Trying to figure this whole parenting thing out.

Friday, January 22, 2010

Week 3 Day 5: Sicko

Last night between, oh, 3 and 4:30 in the morning I was holed up in the bathroom expelling my guts. I don't know why -- food poisoning, maybe. I am happy to say that I did not wake up Gavin whilst vomiting. I can not say the same thing for my dad when I was growing up. He was a very dramatic puker. There was never any doubt what was going on. Well, by the second time at least. The first time I was pretty sure my dad was dying and/or drowning/trying to holler with his mouth full of liquid. Personally, I have never found it necessary or even desirable to use my vocal chords while I vomit. My dad, on the other hand, apparently did. I wish this was not one of my childhood memories.

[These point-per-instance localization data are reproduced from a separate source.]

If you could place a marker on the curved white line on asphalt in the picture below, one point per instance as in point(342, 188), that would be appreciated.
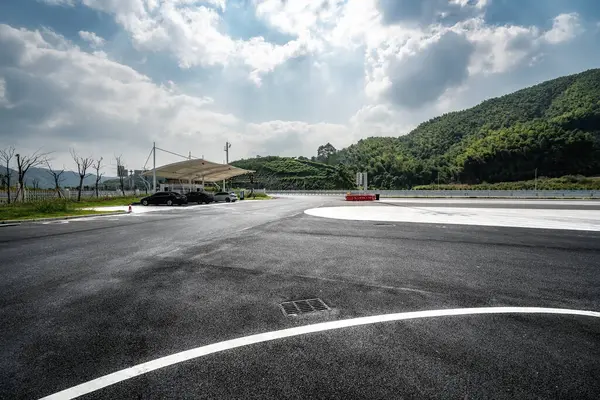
point(580, 220)
point(140, 369)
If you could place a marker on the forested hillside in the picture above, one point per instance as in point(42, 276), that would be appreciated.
point(292, 173)
point(553, 127)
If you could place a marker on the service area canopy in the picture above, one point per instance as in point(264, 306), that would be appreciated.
point(197, 170)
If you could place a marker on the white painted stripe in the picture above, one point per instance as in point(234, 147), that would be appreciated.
point(140, 369)
point(581, 220)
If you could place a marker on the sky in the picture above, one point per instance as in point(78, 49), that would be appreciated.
point(273, 77)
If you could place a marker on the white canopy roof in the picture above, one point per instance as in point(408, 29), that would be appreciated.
point(197, 170)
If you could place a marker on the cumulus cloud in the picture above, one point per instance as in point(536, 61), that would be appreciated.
point(75, 98)
point(71, 95)
point(421, 77)
point(58, 2)
point(409, 60)
point(293, 138)
point(192, 32)
point(94, 40)
point(564, 28)
point(429, 11)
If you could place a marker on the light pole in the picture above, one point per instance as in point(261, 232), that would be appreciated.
point(154, 167)
point(227, 147)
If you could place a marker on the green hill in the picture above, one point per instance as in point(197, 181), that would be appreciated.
point(553, 127)
point(294, 174)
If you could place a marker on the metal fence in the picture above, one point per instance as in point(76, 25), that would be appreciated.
point(38, 195)
point(522, 194)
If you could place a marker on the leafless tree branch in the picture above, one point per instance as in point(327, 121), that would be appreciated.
point(83, 163)
point(121, 167)
point(97, 166)
point(24, 163)
point(57, 176)
point(6, 155)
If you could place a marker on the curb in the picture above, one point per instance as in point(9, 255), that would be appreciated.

In any case, when 6 a.m. rolled around I really, really didn't want to get out of bed. Stacy brought Gavin into our room and put him in bed with me while she went to use the bathroom. He smiled at me and was super sweet. But I felt wiped out and my guts were still (are still?) unsure about whether or not they want to continue on with life. Stacy offered to call in sick, but I don't want her using her sick days just because I'm sick. Plus she works relatively close by, so she was only ever a half hour away.

Thankfully I didn't need to call her and I only had to drag Gavin into the bathroom with me once for a "Mama doesn't feel good sit in your Bumbo chair and play with toys and do not let this moment implant on your brain please God" moment. But I would be lying if I said I was a very enthusiastic or charismatic mama today. The time in between Gavin's naps felt interminable. All I wanted to do was sleep and I couldn't. When he was asleep I took that time to eat oyster crackers and saltines. Considering my body decided to rid itself of the contents of my stomach, I felt like I was starving when I woke up. But, surprise surprise, food didn't exactly seem appetizing. And crackers never actually quelled my growling belly. And so sleep I did not.

But the point is, we made it. Three weeks. We had some very nice family time once Stacy got home. We all piled on the bed and Gavin climbed over us and Stacy hoisted him in the air and stuff. Things I usually do when I'm not out of commission. He's so happy to see her when she gets home and she's so happy to see him. They just beam at each other. One of my favorite things is listening to Stacy talk to Gavin after he finishes nursing in the morning or in the evening. She talks very softly and sometimes he even coos softly back. I am usually in the living room and can rarely hear what they're saying, but I understand the conversation all the same. It's pretty awesome.

Stacy and I were supposed to go on a date tonight. My mom was all lined up to watch Gavin. Alas. Some other time. It's been too long. Not like we were ever real party animals or anything, but it'd be nice to spend some time together where Gavin wasn't trying to slobber all over our faces.